While the youthful Renzi is fighting for political and administrative reforms, Italy’s economy has fallen back into recession. For the past two consecutive quarters, Italy recorded negative growth: ‑0.1 per cent in Q1 and ‑0.2 per cent in Q2. Youth unemployment is above 40 per cent; industrial production is stagnating; and Italy’s government debt is rising. Yet the Italian crisis is not visible in its government bonds, where yield on 10-year bonds are currently trading under 3 per cent.
Without the ECB’s intervention, Italy would look very different today. It would have either undertaken more serious reforms, or it could have concluded to leave the eurozone and in order to kickstart its economy through a devaluation of the new lira.
The second nasty side effect of Draghi’s intervention, apart from lifting the reform pressure off Europe, is that is has arguably created a bubble in European government bonds.
In a global environment of ultra-low interest rates, and with central banks in the US and Japan actively trying to devalue their currencies, the effective ECB guarantee for eurozone governments has made investments in higher-yielding periphery bonds all the more attractive.
Combined with a strengthening euro exchange rate, this created the perfect condition for carry trades from the US dollar and the Japanese yen into the eurozone. No wonder, then, that yields in the eurozone went into freefall. The only question is: will this bubble eventually burst?
Though it is hard to predict with certainty what will happen, it is quite likely that one or two things will eventually materialise.
The first is that interest rates in the US will rise, which would see capital flows into the euro periphery reverse. If (or rather when) this happens, we could see a rather rapid increase in eurozone yields once again. The second possibility is a weakening of the euro exchange rate as a result of an economic slowdown in the eurozone. A fall in the euro exchange rate would also undermine the profitability of carry trades — and it would have the same effect of spiking yields on periphery debt.
Since May, we have already witnessed a sharp decline in the euro exchange rate vis-à-vis the US dollar and the yen.
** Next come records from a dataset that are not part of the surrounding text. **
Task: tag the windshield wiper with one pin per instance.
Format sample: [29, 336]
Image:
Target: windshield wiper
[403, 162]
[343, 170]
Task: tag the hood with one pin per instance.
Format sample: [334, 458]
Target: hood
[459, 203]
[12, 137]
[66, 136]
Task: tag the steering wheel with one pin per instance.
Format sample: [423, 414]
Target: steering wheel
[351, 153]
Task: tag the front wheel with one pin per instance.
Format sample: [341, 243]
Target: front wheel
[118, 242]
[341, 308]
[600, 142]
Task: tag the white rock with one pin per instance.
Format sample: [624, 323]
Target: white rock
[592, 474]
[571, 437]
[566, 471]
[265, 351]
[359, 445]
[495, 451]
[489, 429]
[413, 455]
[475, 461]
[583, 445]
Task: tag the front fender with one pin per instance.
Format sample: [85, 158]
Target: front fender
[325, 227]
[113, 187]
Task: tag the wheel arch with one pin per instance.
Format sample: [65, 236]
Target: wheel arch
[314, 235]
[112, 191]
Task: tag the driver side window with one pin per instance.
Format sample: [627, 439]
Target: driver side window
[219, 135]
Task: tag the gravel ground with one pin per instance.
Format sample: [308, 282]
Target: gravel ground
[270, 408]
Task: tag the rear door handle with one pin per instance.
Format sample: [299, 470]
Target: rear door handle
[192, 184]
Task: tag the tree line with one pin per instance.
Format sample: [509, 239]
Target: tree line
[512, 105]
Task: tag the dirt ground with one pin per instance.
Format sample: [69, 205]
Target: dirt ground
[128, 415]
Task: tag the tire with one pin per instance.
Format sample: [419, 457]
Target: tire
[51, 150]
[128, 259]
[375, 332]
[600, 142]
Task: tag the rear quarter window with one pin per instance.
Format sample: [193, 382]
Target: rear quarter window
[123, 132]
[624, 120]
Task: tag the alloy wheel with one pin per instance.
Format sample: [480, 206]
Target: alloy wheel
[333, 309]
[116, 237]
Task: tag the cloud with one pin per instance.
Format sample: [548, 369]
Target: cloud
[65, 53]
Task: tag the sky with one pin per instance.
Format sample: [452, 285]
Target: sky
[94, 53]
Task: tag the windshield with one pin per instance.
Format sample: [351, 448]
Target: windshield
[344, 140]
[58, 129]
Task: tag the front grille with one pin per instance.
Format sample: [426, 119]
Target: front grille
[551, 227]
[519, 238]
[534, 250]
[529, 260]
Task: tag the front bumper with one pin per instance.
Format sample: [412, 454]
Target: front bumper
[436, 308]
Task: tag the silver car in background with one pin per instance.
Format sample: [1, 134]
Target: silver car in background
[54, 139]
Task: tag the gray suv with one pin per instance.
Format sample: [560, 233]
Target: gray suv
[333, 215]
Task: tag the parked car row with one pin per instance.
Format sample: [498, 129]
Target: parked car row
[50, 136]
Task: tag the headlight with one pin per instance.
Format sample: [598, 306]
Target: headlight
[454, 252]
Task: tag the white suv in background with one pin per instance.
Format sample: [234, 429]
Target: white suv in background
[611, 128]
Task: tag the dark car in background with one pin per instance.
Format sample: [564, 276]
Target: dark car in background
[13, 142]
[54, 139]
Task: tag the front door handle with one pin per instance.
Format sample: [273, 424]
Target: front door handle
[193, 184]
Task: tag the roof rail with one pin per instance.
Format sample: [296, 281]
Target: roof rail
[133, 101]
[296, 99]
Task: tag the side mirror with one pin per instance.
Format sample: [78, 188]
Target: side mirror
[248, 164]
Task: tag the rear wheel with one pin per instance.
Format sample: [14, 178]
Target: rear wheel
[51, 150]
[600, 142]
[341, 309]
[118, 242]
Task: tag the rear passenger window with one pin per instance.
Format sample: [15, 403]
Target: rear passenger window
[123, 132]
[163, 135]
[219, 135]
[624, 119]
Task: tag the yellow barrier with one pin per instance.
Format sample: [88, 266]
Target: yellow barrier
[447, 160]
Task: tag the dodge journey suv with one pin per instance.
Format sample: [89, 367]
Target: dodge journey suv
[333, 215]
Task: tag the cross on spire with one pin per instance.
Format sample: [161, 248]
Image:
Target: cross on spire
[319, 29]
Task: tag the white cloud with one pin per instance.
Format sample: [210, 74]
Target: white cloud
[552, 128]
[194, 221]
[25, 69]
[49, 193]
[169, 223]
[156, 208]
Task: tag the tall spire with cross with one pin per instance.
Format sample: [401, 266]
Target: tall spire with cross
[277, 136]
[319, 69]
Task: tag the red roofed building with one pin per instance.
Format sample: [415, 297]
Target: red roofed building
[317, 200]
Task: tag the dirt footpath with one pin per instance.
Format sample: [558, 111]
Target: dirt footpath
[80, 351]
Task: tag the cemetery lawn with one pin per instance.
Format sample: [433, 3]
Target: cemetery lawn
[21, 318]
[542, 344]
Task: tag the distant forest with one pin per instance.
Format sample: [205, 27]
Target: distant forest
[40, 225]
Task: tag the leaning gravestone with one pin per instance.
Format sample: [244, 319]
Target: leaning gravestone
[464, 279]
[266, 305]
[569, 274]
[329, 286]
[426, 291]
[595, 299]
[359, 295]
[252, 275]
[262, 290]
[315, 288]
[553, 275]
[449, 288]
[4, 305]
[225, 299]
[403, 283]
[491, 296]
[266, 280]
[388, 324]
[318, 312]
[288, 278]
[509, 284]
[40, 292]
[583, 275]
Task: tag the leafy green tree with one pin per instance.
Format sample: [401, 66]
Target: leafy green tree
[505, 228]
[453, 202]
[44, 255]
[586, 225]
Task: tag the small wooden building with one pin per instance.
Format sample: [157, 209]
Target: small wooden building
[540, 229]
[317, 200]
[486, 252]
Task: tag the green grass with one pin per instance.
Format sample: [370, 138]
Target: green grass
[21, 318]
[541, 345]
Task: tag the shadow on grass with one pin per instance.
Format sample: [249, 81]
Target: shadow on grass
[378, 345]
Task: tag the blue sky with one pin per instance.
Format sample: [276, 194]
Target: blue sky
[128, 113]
With the eurozone economy looking shakier, with even Germany edging closer to recession, and with the full impact of Europe’s trade war with Russia still to be felt, there is every reason to believe that the euro’s exchange rate will come under pressure. If the ECB also moves towards full-blown quantitative easing, this would only compound the risk of a euro devaluation.
In summary, the ECB may have succeeded in temporarily driving down yields on periphery government debt. It was obviously helped by an international monetary environment of very low interest rates, which made investment in higher-yielding euro periphery debt more attractive. However, these conditions have arguably reduced the pace of economic reform across Europe while creating risks that the ECB will not be able to control fully.
Though many analysts may wish to believe that the euro crisis was over, it has only been put on hold. It will flare up again when markets once again turn their attention to the fundamentals of the eurozone. They now look worse than before with spiralling debt levels, high unemployment and no economic growth.
The next stages of the euro crisis are already programmed into the system. It is just a matter of time until the current period of calm ends. And though it is impossible to when we can expect the next euro storm, one thing we can say with certainty: The euro crisis is not over. Far from it.